The rest of us might quote his wit, his wisdom, might
defer to him as a being, if not superhuman, at least superlative
among men; but Cai Tamblyn would have none of it. He had found one
formula to answer all our praises.
"_Him_? Why, I knawed him when he was _so_ high!"
Nor would he hesitate, in the Mayor's presence, from translating it
into the second person.
"_You_? Why, I knawed you when you was _so_ high!"
Yet the Mayor retained him in his service, which sufficiently proves
his magnanimity.
He could afford to be magnanimous, being adored.
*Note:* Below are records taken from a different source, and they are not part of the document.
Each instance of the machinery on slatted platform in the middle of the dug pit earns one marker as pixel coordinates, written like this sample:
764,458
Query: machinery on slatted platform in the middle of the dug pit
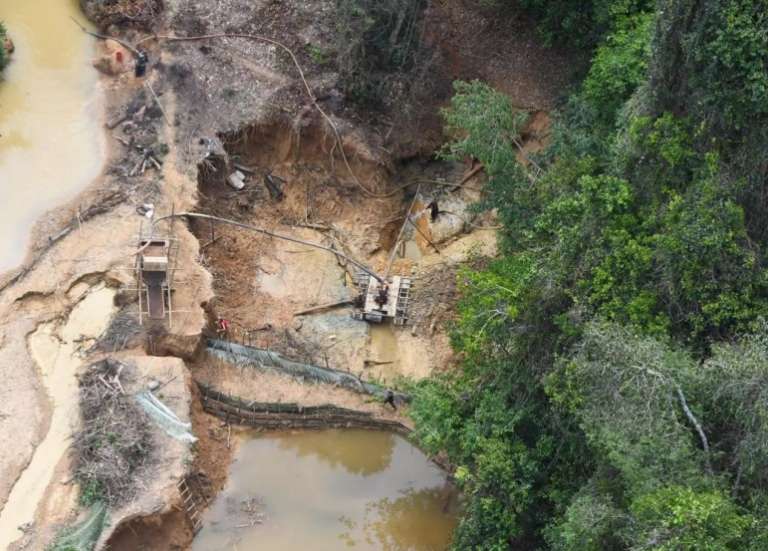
380,300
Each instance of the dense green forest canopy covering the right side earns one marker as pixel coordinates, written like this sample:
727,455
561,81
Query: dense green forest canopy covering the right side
613,393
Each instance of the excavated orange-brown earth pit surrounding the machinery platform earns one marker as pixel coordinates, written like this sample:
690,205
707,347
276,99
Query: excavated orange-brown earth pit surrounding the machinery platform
269,288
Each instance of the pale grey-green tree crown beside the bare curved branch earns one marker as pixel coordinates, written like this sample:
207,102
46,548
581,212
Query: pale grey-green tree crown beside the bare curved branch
623,389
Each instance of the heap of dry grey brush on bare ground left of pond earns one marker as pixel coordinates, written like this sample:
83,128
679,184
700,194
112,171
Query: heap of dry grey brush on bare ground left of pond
115,441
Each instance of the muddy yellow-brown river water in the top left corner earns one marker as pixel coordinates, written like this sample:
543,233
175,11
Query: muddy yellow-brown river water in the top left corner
51,145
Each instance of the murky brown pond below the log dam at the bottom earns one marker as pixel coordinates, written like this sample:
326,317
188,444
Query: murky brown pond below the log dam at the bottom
330,490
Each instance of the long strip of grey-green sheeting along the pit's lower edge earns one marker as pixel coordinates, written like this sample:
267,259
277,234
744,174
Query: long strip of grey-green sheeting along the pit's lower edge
257,357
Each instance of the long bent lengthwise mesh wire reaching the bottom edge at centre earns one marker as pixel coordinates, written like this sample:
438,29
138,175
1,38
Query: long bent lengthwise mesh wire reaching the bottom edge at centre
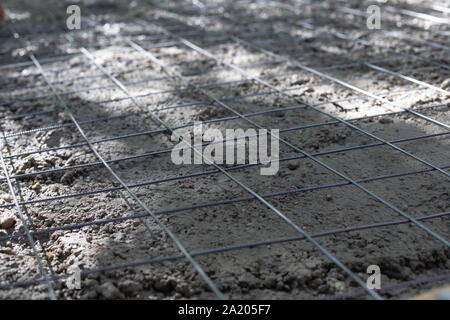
200,271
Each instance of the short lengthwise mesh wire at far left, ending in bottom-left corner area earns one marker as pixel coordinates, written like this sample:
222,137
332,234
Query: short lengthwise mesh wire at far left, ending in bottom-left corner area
24,223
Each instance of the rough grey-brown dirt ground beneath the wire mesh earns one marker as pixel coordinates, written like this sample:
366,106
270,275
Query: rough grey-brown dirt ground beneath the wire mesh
33,120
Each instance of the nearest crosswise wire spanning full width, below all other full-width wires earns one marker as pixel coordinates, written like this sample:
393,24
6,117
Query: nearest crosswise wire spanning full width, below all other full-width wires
160,259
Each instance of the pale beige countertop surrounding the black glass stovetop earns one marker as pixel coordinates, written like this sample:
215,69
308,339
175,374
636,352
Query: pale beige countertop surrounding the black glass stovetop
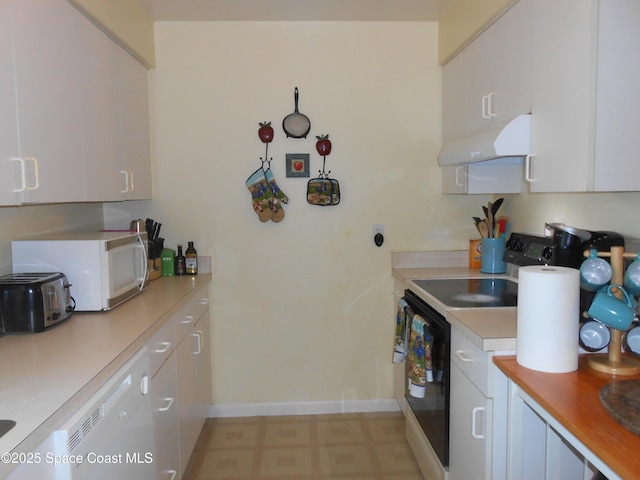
491,329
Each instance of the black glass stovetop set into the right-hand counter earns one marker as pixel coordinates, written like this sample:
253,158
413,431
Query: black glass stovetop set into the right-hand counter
472,292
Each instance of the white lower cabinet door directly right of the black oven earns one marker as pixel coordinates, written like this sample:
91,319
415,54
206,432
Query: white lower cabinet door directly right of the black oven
470,430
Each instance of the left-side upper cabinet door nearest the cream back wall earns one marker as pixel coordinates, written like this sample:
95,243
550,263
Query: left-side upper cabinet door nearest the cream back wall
134,156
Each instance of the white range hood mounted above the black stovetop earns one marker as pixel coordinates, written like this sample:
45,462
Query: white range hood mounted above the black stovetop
512,139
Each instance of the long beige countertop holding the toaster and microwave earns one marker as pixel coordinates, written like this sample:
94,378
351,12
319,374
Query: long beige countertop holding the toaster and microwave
47,376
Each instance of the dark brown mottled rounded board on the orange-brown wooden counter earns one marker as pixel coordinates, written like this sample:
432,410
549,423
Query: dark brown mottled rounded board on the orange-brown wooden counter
621,400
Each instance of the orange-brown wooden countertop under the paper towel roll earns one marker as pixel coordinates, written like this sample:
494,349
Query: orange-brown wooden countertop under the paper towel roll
573,400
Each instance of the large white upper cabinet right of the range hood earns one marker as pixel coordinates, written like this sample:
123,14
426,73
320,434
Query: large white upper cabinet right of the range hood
586,73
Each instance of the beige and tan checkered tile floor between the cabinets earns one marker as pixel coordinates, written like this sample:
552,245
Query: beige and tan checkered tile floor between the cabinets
364,446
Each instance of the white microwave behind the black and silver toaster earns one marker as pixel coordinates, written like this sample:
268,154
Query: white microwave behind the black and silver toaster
103,268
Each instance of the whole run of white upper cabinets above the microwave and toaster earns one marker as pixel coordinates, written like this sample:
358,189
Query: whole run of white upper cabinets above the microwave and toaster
79,108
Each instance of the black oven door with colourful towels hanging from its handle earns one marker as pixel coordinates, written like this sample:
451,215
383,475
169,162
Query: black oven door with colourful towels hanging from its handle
429,404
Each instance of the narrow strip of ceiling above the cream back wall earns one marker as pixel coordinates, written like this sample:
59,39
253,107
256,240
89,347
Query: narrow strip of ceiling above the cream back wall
294,10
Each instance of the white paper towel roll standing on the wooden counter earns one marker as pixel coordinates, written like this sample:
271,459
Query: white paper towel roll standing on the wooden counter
548,318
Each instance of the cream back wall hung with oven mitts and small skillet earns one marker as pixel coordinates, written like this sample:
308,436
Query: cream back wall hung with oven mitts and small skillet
302,310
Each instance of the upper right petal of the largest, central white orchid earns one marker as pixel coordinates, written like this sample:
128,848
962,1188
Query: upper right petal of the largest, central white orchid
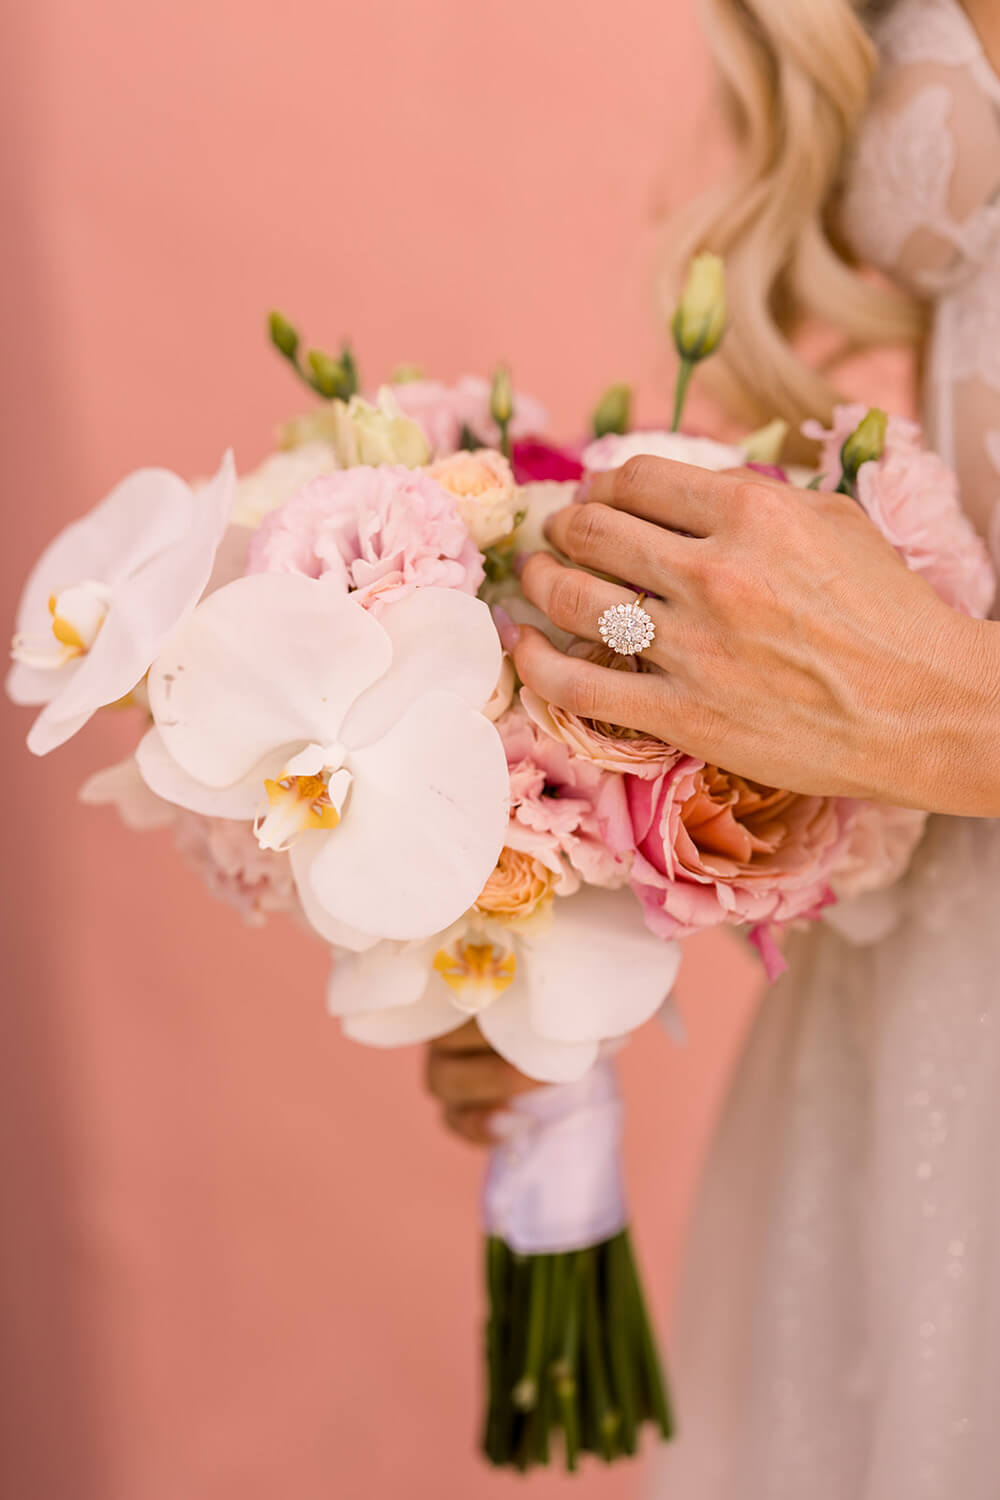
442,640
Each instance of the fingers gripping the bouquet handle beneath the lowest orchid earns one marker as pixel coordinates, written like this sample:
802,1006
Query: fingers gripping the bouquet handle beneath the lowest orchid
473,1084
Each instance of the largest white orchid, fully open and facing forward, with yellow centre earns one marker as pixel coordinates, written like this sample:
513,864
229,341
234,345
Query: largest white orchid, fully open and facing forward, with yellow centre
356,743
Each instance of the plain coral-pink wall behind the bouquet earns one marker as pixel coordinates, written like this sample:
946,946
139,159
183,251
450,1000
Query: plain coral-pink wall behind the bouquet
239,1258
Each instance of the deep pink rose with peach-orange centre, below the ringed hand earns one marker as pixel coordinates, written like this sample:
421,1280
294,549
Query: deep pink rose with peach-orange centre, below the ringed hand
714,848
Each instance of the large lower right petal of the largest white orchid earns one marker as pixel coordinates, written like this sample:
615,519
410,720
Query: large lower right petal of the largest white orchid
425,824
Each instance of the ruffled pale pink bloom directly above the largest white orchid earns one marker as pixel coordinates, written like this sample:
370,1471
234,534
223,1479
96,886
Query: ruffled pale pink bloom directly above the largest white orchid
379,532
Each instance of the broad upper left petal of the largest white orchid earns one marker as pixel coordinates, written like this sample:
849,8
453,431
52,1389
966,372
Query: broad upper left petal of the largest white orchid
301,656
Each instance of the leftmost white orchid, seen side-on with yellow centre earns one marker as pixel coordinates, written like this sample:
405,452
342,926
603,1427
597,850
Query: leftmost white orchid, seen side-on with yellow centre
107,593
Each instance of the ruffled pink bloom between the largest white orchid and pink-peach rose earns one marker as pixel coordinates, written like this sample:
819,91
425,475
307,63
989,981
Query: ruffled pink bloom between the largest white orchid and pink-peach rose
566,812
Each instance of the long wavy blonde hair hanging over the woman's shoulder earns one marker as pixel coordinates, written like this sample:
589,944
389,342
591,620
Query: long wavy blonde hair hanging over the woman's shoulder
797,79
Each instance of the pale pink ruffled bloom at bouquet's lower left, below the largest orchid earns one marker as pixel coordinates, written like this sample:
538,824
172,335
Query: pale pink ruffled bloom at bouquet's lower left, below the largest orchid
232,863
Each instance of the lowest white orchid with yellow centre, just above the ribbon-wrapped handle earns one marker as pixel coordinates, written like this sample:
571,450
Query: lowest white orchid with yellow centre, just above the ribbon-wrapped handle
545,994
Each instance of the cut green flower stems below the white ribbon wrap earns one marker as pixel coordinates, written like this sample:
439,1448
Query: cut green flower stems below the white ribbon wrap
570,1352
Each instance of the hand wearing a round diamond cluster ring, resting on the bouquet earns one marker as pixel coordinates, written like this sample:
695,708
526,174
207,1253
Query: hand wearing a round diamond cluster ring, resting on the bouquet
795,647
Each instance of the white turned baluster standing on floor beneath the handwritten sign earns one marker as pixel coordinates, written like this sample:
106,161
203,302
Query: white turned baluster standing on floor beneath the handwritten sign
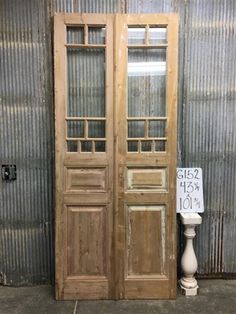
188,283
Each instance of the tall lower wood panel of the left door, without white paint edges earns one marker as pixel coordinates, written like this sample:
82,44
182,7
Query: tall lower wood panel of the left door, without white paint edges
86,241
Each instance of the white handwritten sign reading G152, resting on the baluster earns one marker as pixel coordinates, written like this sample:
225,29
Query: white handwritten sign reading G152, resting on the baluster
189,190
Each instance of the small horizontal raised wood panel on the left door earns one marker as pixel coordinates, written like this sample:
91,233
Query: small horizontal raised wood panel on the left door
86,179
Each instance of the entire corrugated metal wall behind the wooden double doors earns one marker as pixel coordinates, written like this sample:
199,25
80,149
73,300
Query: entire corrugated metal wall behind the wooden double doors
206,128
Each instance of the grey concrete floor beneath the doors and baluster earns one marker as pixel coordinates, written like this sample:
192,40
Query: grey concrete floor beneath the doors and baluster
215,296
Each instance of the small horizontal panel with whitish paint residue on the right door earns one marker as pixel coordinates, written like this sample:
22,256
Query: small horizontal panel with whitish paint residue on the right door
147,179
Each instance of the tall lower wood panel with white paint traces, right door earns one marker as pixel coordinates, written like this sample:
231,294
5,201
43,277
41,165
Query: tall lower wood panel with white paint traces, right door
146,240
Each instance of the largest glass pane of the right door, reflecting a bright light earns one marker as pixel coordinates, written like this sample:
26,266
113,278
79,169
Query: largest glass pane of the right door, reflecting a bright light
146,82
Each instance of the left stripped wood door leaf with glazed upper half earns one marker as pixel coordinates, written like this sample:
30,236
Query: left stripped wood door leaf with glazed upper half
83,55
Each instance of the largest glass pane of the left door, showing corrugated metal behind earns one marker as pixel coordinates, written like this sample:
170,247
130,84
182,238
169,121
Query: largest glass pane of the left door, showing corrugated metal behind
86,82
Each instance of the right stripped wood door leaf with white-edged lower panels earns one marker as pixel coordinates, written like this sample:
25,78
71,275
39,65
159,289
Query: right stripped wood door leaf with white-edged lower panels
145,88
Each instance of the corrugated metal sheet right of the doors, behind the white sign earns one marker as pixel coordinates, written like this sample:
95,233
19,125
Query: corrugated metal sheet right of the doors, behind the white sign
209,126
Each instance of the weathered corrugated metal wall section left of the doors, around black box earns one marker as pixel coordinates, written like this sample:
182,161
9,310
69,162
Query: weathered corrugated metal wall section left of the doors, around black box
26,132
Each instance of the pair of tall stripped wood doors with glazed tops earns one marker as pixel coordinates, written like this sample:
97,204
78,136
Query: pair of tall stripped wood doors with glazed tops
115,129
Who but he could have called a public meeting and persuaded the
ladies of the town to enroll themselves in a brigade and patrol the
cliffs in red cloaks during harvest, that the French, if perchance
they approached our shores, might mistake them for soldiery? It was
pretty, I tell you, to walk the coast-track on a warm afternoon and
pass these sentinels two hundred yards apart, each busy with her
knitting.
Of all the marks left on our town by Major Hymen's genius, the
Port Hospital, or the idea of it, proved (as it deserved) to
be the most enduring. The Looe Volunteers might pride themselves
on their longevity--at the best a dodging of the common lot.
We, characteristically, thought first of death and wounds.
As the Major put it, at another public meeting: "There are risks even
in handling the explosives generously supplied to us by Government.